Business Maverick


Truck attacks – five torched on N4 in Waterval Boven, follows similar attack on N3

Truck attacks – five torched on N4 in Waterval Boven, follows similar attack on N3
Six trucks were set alight on Van Reenen's Pass in KwaZulu-Natal. (Photo: Twitter / @Abramjee)

The winter truck-burning season has ignited on key South African highways, with incidents at Van Reenen’s Pass on the N3 in KwaZulu-Natal and on the N4 at Waterval Boven in Mpumalanga. Police say it is too early to say whether the incidents are linked, but two years after the July 2021 riots, this kind of criminality is ominous.

Mpumalanga police say the N4 was closed for a few hours on Monday at Waterval Boven after five trucks were forced off the road and set alight late on Sunday night. The incident comes in the wake of a similar attack in the early hours of Sunday at Van Reenen’s Pass, during which the N3, a key artery of the South African economy, also closed for several hours.

“We are not sure whether they are related or not for now. We are not sure if it was just pure criminality or if it was related to the attack in KZN,” Mpumalanga police spokesperson Brigadier Selvy Mohlala told Daily Maverick

Investigations are ongoing and Mohlala said officers remained on the scene at Waterval Boven, where a visible police presence is no doubt welcome.

Mohlala said the trucks targeted in the Mpumalanga attack had various cargoes, including citrus and coal. They had been travelling in the west-bound lanes towards Gauteng. 

On the N3, the south-bound lanes were initially opened on Sunday in a manner that allowed traffic to flow in both directions.  

Read more in Daily Maverick: KZN’s deadly, truck-heavy highways need relief from a functioning rail network

This kind of criminality is always worrying. Disruptions on two highways that are critical to the movement of goods and commodities underline the consequences to the South African economy of crime, which is estimated to be as much as R1-trillion a year.

This is also July, and the incidents unnervingly coincide roughly with the second anniversary of a wave of truck attacks on the N3 that triggered more than a week of rioting and looting in KZN and parts of Gauteng, during which more than 350 people were killed and caused damage worth R50-billion.

Hopefully, the latest incidents will prove to be isolated and not snowball into a season of truck braais. The potential for social unrest in South Africa is very high in the face of an unfolding cost-of-living crisis, crippling power shortages and rising political tensions ahead of the 2024 elections. This is a space to watch closely. DM


Comments - Please in order to comment.

  • Robert Dempster Dempster says:

    Surely it’s the job of the police to “watch this space closely”? The riots in 2021 were terrifying but extremely well coordinated; how many of the instigators have been jailed? We have a jellyfish President and a paralysed police force that can’t stop the spiral into anarchy.

  • Anne Swart says:

    The N4, N3, and N1 routes into and out of Gauteng are critical for trade, with Gauteng being the major trading hub of the country. The rail infrastructure is, due to the lack of government interest in maintenance, not even considered as a logistic alternative. Superlink trucks conveying 20′ and 40′ containers are only able to travel on major highways, so alternate routes are not an option.
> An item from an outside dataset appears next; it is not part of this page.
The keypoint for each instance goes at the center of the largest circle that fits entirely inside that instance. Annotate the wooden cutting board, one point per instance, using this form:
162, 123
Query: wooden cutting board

    The N4, N3 and N1 should be considered national key-points, and as such, patrolled and protected. The purpose of paying taxes, aside from providing social care, is to fund a government that provides protection of, and building of infrastructure to enabling trade. Taxes are not only to cover blue light brigades and self-indulgent salaries, travel and accommodation of an inflated bureaucracy. Politicians are public servants and should be answerable for how they encourage and protect trade and industry, because growth in that area creates jobs.

    Daily Maverick should investigate and report on wasted costs forced on businesses that import and export. These wasted costs are recovered in pricing to consumers, which feed inflation.

  • Epsilon Indi says:

    Then they wonder why they can’t find work but of course their primitive behaviour has nothing to do with a failing state. These people will only be happy once SA is back in the Stone Age, perhaps because that’s where they fit the best.